日本はやっぱり90年代末にハイスタが爆売れして始まったメロコアブームとか、ゴイステとかの青春パンクだったりのイメージが強いと思う。
もっと前ならスターリンとかINUとか、誰でも知ってるような有名どころを上げるならブルーハーツかな?
海外でもポップ・パンクとか、お前らパンクなん?って思うバンドもいるニューヨーク・パンクとかの1つのブーム、あるいはムーブメントを起こしたバンドは多いが、やっぱりSex Pistolsから始まるロンドン・パンクのイメージが1番強いと思う。自分もそう。
今回はそんなロンドンパンクムーブメントから現れた変人集団 XTCの1stアルバム White Musicのお話
当時のパンクって…なんかこう…モヒカンとか…ツンツン頭とか…そんなんじゃなかったっけ…?
まあルックスなんか別にどうでもいいんです。
イギリス国内外問わず後世のバンドに大影響を与えたあのXTCの1stアルバムやぞ!
全国のパンクス兄貴達は人生で初めてAV見たときぐらいドキドキしながら聴いてください。
(*´艸`)ドキドキ
#1 Radios In Motion
いや〜パンクですね〜
シンプルなリズム隊に荒々しいギター、捲し立てるようなボーカル。パンクのお手本みたいな曲だと思います。

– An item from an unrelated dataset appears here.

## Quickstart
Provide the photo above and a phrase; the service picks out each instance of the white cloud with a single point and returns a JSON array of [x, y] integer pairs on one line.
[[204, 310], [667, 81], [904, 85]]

これには訓練されたパンクス兄貴達も思わずニッコリなのではないでしょうか。
これは次の曲にも期待できるぞ!テンション上がってきたな!髪立てよか!服破いて安ピンで止めよか!
なんか鍵盤の音鳴ってるような気するけどたぶん気のせいやろ!パンクスは鍵盤など弾かぬ。
#2 Cross Wires
パン…ク…?
まあパンクバンドだってちょっと凝った曲やることなんか全然あるやろ!
ギターがカッティングとか単音で奇妙なフレーズ弾いてたりするけど全然パンクの範疇だと思います。ドラムとかめっちゃシンプルやし
え…?鍵盤のソロがある…?
#3 This Is Pop?
This Is Punk?(タイトル回収)
俺の知ってるパンクじゃない…少なくともこの年代のパンクのイメージからはかけ離れてる。
なんならロンドン・パンク収束後に勃興するポスト・パンクサウンドに近い。
でも、よく考えてみてほしい。
二言目にはアナーキストだとか反政府だとか左向いて叫んでた当時のパンクバンドを尻目にヘンテコポップな音楽を奏でてThis Is Pop?(なんで疑問形なん?自信持てや)とか歌ってるバンドってめちゃくちゃパンクじゃない??
音楽性よりも精神性を重視するパンクというジャンルで語るなら、自分はそうだと思います。
#4 Do What You Do
これはパンク
ただ勢い重視の曲の中にも、凝ったギターフレーズや、鍵盤との掛け合いになっているソロパートなど、趣向を凝らしている。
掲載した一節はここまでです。